Was regelt der erste Teil der Bauvorlagenverordnung?

Am Beispiel der bayerischen Bauvorlagenverordnung wird im Folgenden der erste Teil der Verordnung näher betrachtet. In Paragraph 1 wird zunächst der Begriff der Bauvorlage definiert. Danach handelt es sich dabei um die einzureichenden Unterlagen, die erforderlich für die Beurteilung des Vorhabens, die Bearbeitung des Antrags auf Erteilung der Baugenehmigung oder für die Anzeige einer etwaigen geplanten Beseitigung beziehungsweise für eine begehrte Genehmigungsfreistellung sind. Die Bauvorlagenverordnung sieht weiter vor, dass alle Bauvorlagen aus Papier, das alterungsbeständig ist, oder einem gleichwertigen Stoff lichtbeständig angefertigt sein und dem Format DIN A 4 entsprechen müssen. Soweit Vordrucke durch eine Landesbehörde veröffentlicht wurden, sind diese zu verwenden. Darüber hinaus sieht die Bauvorlagenverordnung vor, dass die Bauaufsichtsbehörde weitere Nachweise oder auch ein Modell verlangen darf, soweit dies für eine umfassende Beurteilung des Vorhabens notwendig ist. Genauso darf die zuständige Behörde auf bestimmte Bauvorlagen oder bautechnische Nachweise verzichten, soweit diese für die Beurteilung nicht benötigt werden. Darüber hinaus wird im ersten Teil der Verordnung auch festgelegt, wie viele Exemplare der erforderlichen Unterlagen eingereicht werden müssen.

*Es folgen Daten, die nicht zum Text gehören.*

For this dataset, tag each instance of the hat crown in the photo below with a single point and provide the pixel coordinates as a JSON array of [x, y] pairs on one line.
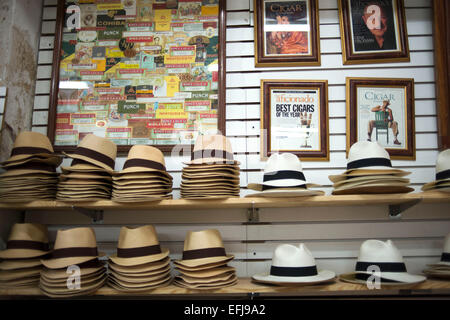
[[28, 232], [146, 153], [366, 150], [443, 161], [204, 239], [213, 142], [283, 162], [99, 144], [137, 237], [32, 139], [379, 251], [287, 255], [75, 238]]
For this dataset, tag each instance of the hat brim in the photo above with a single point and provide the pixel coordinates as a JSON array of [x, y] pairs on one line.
[[322, 276], [127, 262], [203, 261]]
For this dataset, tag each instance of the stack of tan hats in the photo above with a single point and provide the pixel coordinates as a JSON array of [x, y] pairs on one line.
[[204, 262], [73, 268], [370, 171], [441, 269], [212, 172], [140, 264], [442, 181], [30, 170], [89, 177], [144, 177], [20, 264]]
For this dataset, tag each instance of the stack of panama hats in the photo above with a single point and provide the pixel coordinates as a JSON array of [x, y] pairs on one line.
[[204, 262], [442, 182], [90, 175], [73, 269], [441, 269], [381, 261], [369, 170], [212, 171], [30, 170], [20, 264], [139, 264], [292, 265], [283, 177], [144, 177]]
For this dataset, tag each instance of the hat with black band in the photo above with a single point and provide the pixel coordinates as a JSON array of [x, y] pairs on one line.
[[382, 260], [293, 265], [138, 246]]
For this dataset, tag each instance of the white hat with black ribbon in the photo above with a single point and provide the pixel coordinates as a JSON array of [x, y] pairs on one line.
[[294, 265], [283, 177]]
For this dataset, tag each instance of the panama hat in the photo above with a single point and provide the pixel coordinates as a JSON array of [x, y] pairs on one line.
[[295, 265], [368, 158], [387, 258], [26, 240], [442, 172], [98, 151], [73, 247], [210, 149], [30, 144], [138, 246], [283, 176], [203, 247]]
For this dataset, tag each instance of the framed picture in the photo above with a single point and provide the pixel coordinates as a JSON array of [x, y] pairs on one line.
[[382, 110], [373, 31], [286, 33], [138, 72], [294, 118]]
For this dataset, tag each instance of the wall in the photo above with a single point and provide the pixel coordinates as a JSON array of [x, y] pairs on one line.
[[334, 235]]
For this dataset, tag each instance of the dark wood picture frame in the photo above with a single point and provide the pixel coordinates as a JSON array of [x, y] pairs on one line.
[[54, 85], [349, 56], [352, 85], [322, 86], [286, 60]]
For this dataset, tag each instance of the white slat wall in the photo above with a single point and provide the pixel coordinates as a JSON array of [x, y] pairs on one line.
[[334, 242]]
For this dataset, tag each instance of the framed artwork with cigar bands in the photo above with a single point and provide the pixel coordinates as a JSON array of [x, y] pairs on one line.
[[286, 33], [138, 72], [294, 118], [373, 31]]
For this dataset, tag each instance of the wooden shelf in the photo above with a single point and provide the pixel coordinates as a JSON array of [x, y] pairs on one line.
[[230, 203], [247, 288]]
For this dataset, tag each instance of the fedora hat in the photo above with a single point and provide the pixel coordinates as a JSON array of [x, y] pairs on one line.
[[387, 258], [26, 240], [294, 264], [368, 158], [73, 247], [138, 246], [95, 150], [209, 149], [30, 144], [283, 176], [442, 172], [144, 159], [203, 247]]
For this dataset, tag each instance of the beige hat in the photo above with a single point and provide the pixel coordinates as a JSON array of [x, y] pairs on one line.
[[30, 144], [73, 247], [203, 247], [26, 240], [97, 151], [209, 149], [138, 246]]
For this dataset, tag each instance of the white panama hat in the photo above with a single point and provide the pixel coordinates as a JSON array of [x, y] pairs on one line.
[[389, 260], [283, 176], [294, 265], [368, 158]]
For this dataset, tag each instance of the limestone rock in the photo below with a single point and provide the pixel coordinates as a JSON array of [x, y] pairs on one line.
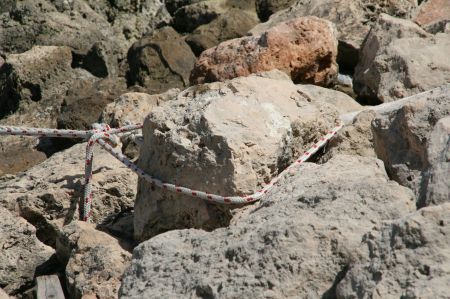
[[297, 243], [226, 138], [20, 253], [232, 24], [48, 194], [191, 14], [404, 258], [399, 59], [304, 48], [160, 62], [265, 8], [95, 261], [412, 139], [433, 15], [352, 19]]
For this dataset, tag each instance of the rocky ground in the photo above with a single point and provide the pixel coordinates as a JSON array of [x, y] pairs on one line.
[[230, 92]]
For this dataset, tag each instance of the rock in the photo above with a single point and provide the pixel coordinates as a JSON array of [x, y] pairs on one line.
[[22, 255], [340, 100], [232, 24], [297, 243], [288, 47], [404, 258], [265, 8], [352, 19], [399, 59], [95, 261], [192, 14], [95, 94], [160, 62], [48, 194], [433, 15], [411, 137], [225, 138]]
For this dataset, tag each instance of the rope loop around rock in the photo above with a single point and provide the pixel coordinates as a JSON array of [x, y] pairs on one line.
[[107, 138]]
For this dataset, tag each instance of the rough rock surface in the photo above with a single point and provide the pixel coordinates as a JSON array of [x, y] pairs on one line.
[[225, 138], [296, 244], [406, 258], [232, 24], [352, 19], [412, 139], [48, 194], [433, 15], [304, 48], [20, 253], [399, 59], [160, 62], [95, 261]]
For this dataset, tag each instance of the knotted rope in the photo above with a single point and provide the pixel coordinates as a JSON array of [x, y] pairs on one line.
[[103, 135]]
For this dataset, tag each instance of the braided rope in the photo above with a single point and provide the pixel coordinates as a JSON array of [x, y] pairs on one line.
[[102, 134]]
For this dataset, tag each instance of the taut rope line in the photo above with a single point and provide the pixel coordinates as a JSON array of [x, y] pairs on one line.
[[103, 135]]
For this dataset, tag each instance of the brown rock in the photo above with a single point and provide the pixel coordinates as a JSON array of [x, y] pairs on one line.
[[160, 62], [304, 48], [432, 15]]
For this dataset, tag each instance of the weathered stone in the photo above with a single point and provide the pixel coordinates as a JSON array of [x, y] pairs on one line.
[[352, 19], [195, 13], [160, 62], [304, 48], [399, 59], [95, 94], [95, 261], [412, 138], [297, 243], [406, 258], [433, 15], [224, 138], [48, 195], [232, 24], [21, 253], [265, 8]]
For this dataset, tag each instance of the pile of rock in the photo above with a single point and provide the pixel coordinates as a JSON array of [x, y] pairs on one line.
[[228, 103]]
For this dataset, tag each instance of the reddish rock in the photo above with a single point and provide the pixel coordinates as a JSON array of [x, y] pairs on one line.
[[304, 48], [432, 15]]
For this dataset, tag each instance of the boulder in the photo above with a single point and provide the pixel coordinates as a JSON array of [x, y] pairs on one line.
[[160, 62], [399, 59], [297, 243], [265, 8], [232, 24], [191, 14], [304, 48], [433, 15], [95, 261], [48, 194], [405, 258], [95, 94], [225, 138], [352, 19], [22, 255], [412, 137]]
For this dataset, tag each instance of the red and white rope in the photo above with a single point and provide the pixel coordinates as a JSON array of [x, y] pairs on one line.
[[103, 135]]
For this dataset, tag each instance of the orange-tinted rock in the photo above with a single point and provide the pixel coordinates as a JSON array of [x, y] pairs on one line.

Was regeln die Teile 2 und 3?

Im zweiten Teil der Bauvorlagenverordnung werden die vorzulegenden Bauvorlagen näher bestimmt. Dabei wird zwischen baulichen Anlagen und Werbeanlagen unterschieden. Im Weiteren wird auch bestimmt, welche Unterlagen für einen Vorbescheid erforderlich sind und im Falle der begehrten Beseitigung einer Anlage. Im dritten Teil der Bauvorlagenverordnung werden dann die Inhalte der Bauvorlagen näher beleuchtet. Dabei werden klare Vorgaben für den Auszug aus dem Katasterwerk, dem Lageplan und die Bauzeichnungen festgelegt. Darüber hinaus erfolgen detaillierte Vorgaben für den Standsicherheitsnachweis, den Brandschutznachweis sowie für die Nachweise für Schall- und Erschütterungsschutz. Dabei müssen laut dem Übereinstimmungsgebot Baubeschreibungen, Bauzeichnungen, Konstruktionszeichnungen und Berechnungen sowie alle weiteren Nachweise, die den eingereichten bautechnischen Nachweisen zugrunde gelegt wurden, gleiche Positionsangaben enthalten und auch ansonsten übereinstimmen.

Was beinhalten die Teile 4 bis 6?

Der vierte Teil der Bayerischen Bauvorlagenverordnung hat den Abgrabungsplan zum Inhalt, verweist jedoch diesbezüglich nur darauf, dass die vorangegangenen Regelungen auch für diesen gelten und im Weiteren die Vorschriften des Abgrabungsgesetzes des Landes unberührt bleiben. Der fünfte Teil der Verordnung befasst sich mit den notwendigen Bauzustandsanzeigen und geht explizit auf die Baubeginnsanzeige und auf die Anzeige der beabsichtigten Nutzungsaufnahme ein. Im sechsten und letzten Teil der Bauvorlagenverordnung des Landes Bayern wird nur das Inkrafttreten der Verordnung festgelegt.